In fact, I think it's a little unfair to think of Count Zero as a standalone book because (even though Gibson didn't plan on making a sequel to Neuromancer) it isn't. It's the middle book in a trilogy and even if that trilogy is rather informally defined it is all part of the same narrative. A lot of what's missing from Count Zero is found in the other books of the trilogy. The parts that aren't in the other books are, I believe, down to the fact that Count Zero was only Gibson's second full-length book and it happened to follow an exceptional but also very foreign first novel.

Either way, whatever's missing from Count Zero isn't enough to put me off reading it again. So it's not Neuromancer - guess what, nothing is. But it's a good story in its own right and it's interesting to have gentler perspectives of the Sprawl.

Cheers,
     - Alli

Gibson, William. Count Zero. Ace Books. New York: New York. 1986.

Tactile neon


I don't remember much of my first impressions of Neuromancer beyond knowing that I absolutely wanted to see the world it took place in and that William Gibson was some kind of awesome and terrible magician who found a way to look at a twisted future and bring it back for us to read about in the present.

I do know that Neuromancer was the first Gibson I read, though I don't recall if I read it because one of my hackers pointed me in its direction or if I read the book and it turned me toward the hackers. Time is like that. Memory is like that. You're left with impression but missing their sequence which, coincidentally, is a perfect way of describing Gibson's writing.

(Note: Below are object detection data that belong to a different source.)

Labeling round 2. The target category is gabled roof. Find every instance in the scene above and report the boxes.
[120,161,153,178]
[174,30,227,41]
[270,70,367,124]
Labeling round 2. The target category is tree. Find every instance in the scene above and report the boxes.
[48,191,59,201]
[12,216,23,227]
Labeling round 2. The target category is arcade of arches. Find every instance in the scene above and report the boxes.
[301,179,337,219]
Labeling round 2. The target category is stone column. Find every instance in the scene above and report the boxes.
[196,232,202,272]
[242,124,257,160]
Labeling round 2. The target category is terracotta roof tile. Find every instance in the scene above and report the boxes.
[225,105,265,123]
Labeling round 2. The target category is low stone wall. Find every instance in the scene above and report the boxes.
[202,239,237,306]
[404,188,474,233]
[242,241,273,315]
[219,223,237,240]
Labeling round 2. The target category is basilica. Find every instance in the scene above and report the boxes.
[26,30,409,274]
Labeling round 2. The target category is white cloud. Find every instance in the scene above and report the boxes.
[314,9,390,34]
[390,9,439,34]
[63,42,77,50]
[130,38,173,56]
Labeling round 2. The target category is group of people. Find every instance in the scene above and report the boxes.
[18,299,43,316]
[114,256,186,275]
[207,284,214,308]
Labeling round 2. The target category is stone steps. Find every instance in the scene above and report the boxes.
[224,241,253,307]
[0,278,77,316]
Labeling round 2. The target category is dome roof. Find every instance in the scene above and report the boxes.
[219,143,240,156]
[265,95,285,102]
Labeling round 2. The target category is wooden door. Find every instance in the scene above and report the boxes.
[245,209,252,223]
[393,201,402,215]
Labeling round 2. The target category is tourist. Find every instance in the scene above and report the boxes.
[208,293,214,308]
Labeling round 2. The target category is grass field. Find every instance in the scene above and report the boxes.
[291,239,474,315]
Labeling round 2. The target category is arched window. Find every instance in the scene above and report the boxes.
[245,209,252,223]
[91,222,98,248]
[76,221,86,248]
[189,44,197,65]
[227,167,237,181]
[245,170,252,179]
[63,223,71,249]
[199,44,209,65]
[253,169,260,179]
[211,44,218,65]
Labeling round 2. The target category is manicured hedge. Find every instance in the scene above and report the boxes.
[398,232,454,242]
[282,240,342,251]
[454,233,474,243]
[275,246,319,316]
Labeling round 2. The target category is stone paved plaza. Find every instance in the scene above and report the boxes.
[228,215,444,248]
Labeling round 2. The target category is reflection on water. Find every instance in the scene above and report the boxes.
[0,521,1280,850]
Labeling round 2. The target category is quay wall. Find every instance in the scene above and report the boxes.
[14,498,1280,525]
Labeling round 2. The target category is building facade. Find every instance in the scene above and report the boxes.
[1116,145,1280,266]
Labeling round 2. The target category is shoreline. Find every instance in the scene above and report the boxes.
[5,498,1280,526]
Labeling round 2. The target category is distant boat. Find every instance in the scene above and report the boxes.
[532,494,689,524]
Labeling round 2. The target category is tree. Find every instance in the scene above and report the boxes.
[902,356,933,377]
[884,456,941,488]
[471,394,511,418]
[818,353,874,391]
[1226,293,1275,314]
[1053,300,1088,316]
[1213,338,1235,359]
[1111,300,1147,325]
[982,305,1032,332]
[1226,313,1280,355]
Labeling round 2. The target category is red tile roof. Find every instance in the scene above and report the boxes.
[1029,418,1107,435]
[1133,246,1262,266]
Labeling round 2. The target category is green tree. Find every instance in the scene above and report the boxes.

There's something magical about how he puts a book together. I can sit down and tell you what happened in the story, how things progressed from page to page and how the plot layered in on itself, but that's not what I remember or treasure about this novel. What I hold onto when I'm thinking about Neuromancer is a television colored sky and lenses like mercury looking through a haze of neon at a man holding a weapon he doesn't know how to use. Neuromancer calls up spider-like robots and dub in zero-g. Neuromancer is a piping, inhuman contralto moving through a head of platinum and precious stones, telling stories about biz and beaches tinted silver.

The book isn't long, the plot isn't particularly original, and as much fun as the noir genre is it isn't exactly fresh in our cultural psyche, but in spite of the fact that Neuromancer is a short book that covers common ground it's also a massive book that always has more to look at, more to feel and share with the reader. It is tantalizing and whole and empty and reaching. I want so badly to see its world but know it would be a bad world to live in. I want to reach out and feel these people and their lives and the vastness of the situation they're living through, but I know it would frighten me terribly to do so.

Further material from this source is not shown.